Dopo più di 40 anni dall’abbandono della diga Cixerri, è stato inaugurato l’impianto di sollevamento di Uta Nord ed è stata riattivata la rete irrigua. Una svolta per i contadini che erano costretti a utilizzare l’acqua dei pozzi e a spendere cifre esorbitanti.
L’impianto era stato realizzato quasi mezzo secolo fa ma non era mai entrato in funzione. Per diversi anni era stato soltanto danneggiato da parte degli incivili. Nel 2019 la svolta, cioè il passaggio di consegne dell’impianto da Enas al Consorzio di bonifica della Sardegna meridionale e il finanziamento della Regione. Previsti un collegamento della condotta principale, la manutenzione del torrino idraulico e della stazione di sollevamento e la sostituzione dei collettori. In tutto sono stati spesi più di 4 milioni di euro, per irrigare 1700 ettari.
Il Consorzio
«Dal 2022 abbiamo interconnesso il distretto di Uta Nord per dare l’acqua agli agricoltori in modo sperimentale, in tutto per una trentina di ettari», dice Efisio Perra, presidente Cbsm. «Adesso stiamo da un lato mettendo in esercizio di Uta Nord. Gli agricoltori hanno manifestato interesse per avere l’acqua e possiamo garantire l’irrigazione anche per il distretto dell’Iglesiente del Cixerri». C’è anche una novità: «Stiamo presentando un progetto di riconversione e infrastrutturazione nella zona di Decimoputzu, Villasor e Villaspeciosa».

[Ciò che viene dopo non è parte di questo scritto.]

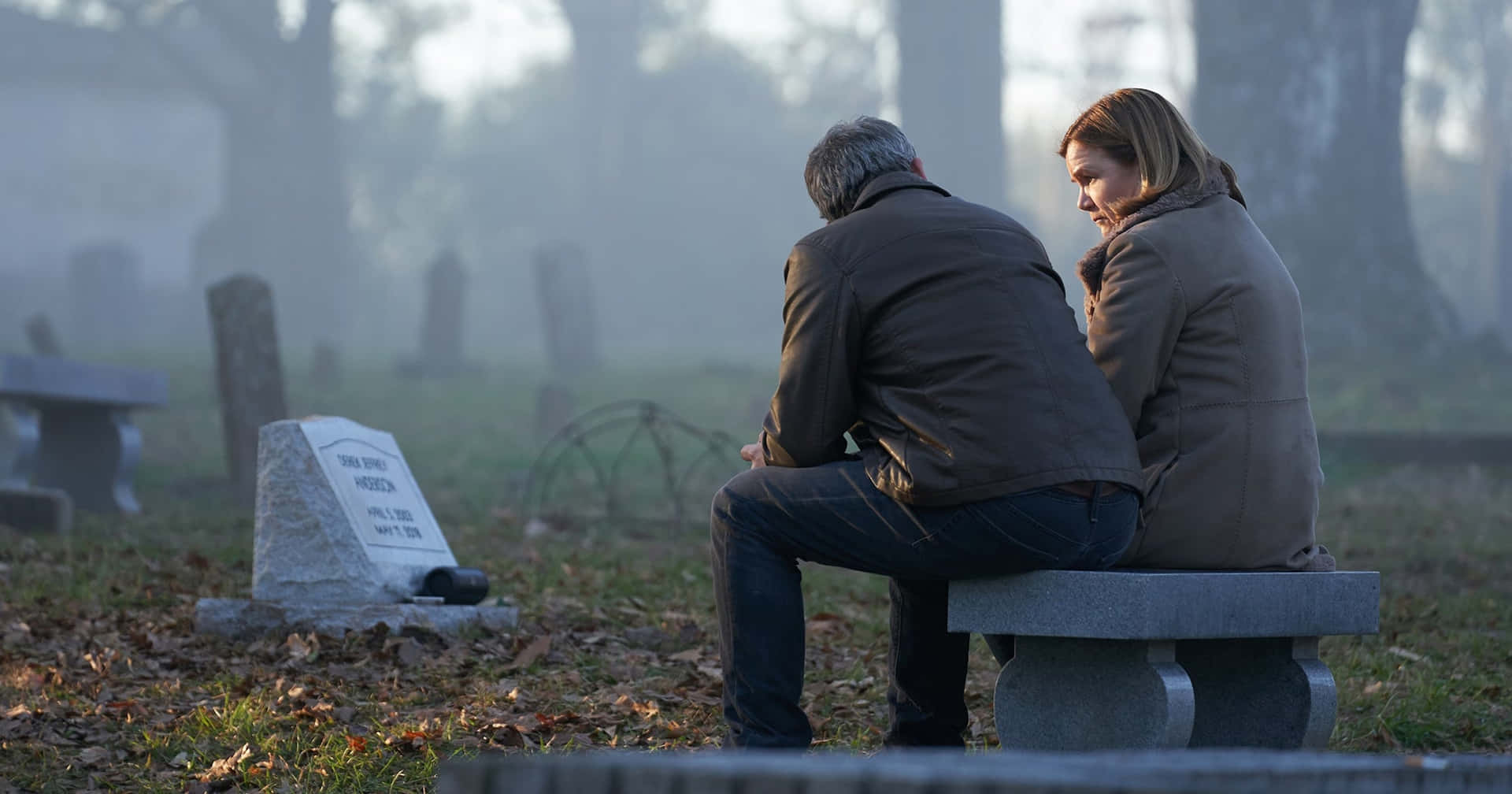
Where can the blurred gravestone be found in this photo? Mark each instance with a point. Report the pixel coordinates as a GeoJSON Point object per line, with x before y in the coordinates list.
{"type": "Point", "coordinates": [325, 366]}
{"type": "Point", "coordinates": [566, 304]}
{"type": "Point", "coordinates": [105, 292]}
{"type": "Point", "coordinates": [248, 373]}
{"type": "Point", "coordinates": [41, 336]}
{"type": "Point", "coordinates": [442, 325]}
{"type": "Point", "coordinates": [555, 406]}
{"type": "Point", "coordinates": [37, 510]}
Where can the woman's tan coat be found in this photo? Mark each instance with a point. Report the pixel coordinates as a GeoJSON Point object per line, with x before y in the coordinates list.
{"type": "Point", "coordinates": [1198, 325]}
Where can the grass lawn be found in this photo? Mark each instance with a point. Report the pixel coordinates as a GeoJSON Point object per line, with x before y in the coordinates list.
{"type": "Point", "coordinates": [103, 682]}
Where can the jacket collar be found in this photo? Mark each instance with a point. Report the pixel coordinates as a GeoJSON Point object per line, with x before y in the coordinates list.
{"type": "Point", "coordinates": [892, 182]}
{"type": "Point", "coordinates": [1095, 261]}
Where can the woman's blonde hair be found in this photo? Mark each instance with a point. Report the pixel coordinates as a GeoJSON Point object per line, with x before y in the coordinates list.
{"type": "Point", "coordinates": [1139, 128]}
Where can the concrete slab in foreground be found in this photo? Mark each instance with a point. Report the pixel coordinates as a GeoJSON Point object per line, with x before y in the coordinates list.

Per Gavino Zirattu, presidente Anbi Sardegna (Lassociazione dei Consorzi di bonifica), «è una bella soddisfazione per il Consorzio e la Regione, ma soprattutto per gli agricoltori che da anni aspettavano l’acqua». Patrizia Mationi direttore generale: «Da diversi anni c’è stato un cambio di passo in positivo per cercare di assecondare le esigenze di un territorio che è quello dell’agricoltura».
Le reazioni
Per l’assessore regionale all’Agricoltura Francesco Agus, «è un’opera importante che finalmente metterà in condizione di produrre e di innovare una zona importante della Sardegna». Soddisfatti i sindaci della zona: «È un primo risultato importante, sperando che questo sia solo l’inizio per gli agricoltori», dice Giacomo Porcu (Uta). Per Gianluca Melis (Villaspeciosa) «finalmente parte il primo tassello di un puzzle che verrà realizzato quando arriverà l’acqua anche a Villaspeciosa, Decimoputzu e Villasor e si potrà sfruttare l’acqua del bacino del Cixerri che oggi finisce in mare». Secondo Monica Cadeddu (Decimomannu) «è un intervento importante, per tutto il territorio».
Il sindaco di Decimoputzu Antonino Munzittu: «Occorre portare al più breve tempo possibile l’acqua anche nella campagne del nostro paese. Non è possibile che un territorio così importante debba soffrire per la mancanza di acqua, ancora oggi per irrigare portiamo in superficie l’acqua dei pozzi artesiani». Gli agricoltori sperano che la situazione possa migliorare: «Fino a ora abbiamo avuto solo promesse», dice Pino Podda, di Villaspeciosa. «Noi purtroppo abbiamo pozzi artesiani e quello che ci costa molto è l’energia elettrica. L’utile che dovremmo avere dall’azienda se ne va in energie elettrica. L’assessore mi ha spiegato che hanno messo a disposizione 500 mila euro per quell’area. Bisogna vedere se io riuscirò a vedere tutto quello che hanno detto annunciato».